Two-round and non-interactive concurrent non-malleable commitments from time-lock puzzles

Non-malleable commitments are a fundamental cryptographic tool for preventing (concurrent) man-in-the-middle attacks. Since their invention by Dolev, Dwork, and Naor in 1991, their round-complexity has been extensively studied, leading up to constant-round protocols based on one-way functions (OWFs), and three-round protocols based on sub-exponential OWFs, and standard polynomial-time hardness assumptions such as decisional Diffie-Hellman (DDH) and ZAPs (i.e., two-round witness-indistinguishable proofs). But constructions of two-round, or non-interactive, non-malleable commitments have so far remained elusive; the only known construction relied on a strong and non-falsifiable assumption with a non-malleability flavor. Additionally, a recent result by Pass shows the impossibility of basing two-round non-malleable commitments on falsifiable assumptions using a polynomial-time black-box security reduction. In this work, we show how to overcome this impossibility using super-polynomial-time hardness assumptions. Our main result demonstrates the existence of two-round concurrent non-malleable commitments based on the following four primitives (all with sub-exponential security): (1) non-interactive commitments, (2) ZAPs (i.e., 2-round witness indistinguishable proofs), (3) collision-resistant hash functions, and (4) a ``weak"" time-lock puzzle.

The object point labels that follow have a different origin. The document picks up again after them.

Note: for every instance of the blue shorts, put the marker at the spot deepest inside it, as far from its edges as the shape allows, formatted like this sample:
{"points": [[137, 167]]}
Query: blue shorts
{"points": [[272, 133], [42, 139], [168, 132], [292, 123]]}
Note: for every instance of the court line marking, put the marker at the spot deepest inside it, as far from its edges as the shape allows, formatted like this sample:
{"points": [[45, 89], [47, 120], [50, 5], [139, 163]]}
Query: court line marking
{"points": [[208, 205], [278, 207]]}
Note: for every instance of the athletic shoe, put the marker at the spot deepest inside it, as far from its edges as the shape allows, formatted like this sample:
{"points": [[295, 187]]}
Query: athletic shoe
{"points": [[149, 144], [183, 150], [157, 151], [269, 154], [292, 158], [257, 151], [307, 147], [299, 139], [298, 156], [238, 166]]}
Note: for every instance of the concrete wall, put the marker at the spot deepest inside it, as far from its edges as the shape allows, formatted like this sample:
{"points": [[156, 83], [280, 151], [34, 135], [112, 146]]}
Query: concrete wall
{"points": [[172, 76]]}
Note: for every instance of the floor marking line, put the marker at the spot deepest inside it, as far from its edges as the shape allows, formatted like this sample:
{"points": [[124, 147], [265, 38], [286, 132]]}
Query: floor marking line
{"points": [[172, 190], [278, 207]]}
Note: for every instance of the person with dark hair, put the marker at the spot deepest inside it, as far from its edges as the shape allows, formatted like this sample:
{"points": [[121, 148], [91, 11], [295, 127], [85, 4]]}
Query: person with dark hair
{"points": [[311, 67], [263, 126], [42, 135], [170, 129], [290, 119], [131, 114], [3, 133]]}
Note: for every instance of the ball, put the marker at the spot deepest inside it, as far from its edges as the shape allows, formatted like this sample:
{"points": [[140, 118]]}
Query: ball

Primitives (1), (2), and (3) can be based on, e.g., the discrete log and the RSA assumption. Time-lock puzzles-puzzles that can be solved by ``brute-force"" in time 2^t, but cannot be solved significantly faster even using parallel computers-were proposed by Rivest, Shamir, and Wagner in 1996 and have been extensively studied since. We additionally obtain a non-interactive (i.e., one-message) version of our protocol satisfying concurrent non-malleability w.r.t. uniform attackers and show that our non-malleable commitments satisfy an even stronger notion of chosen commitment attack security.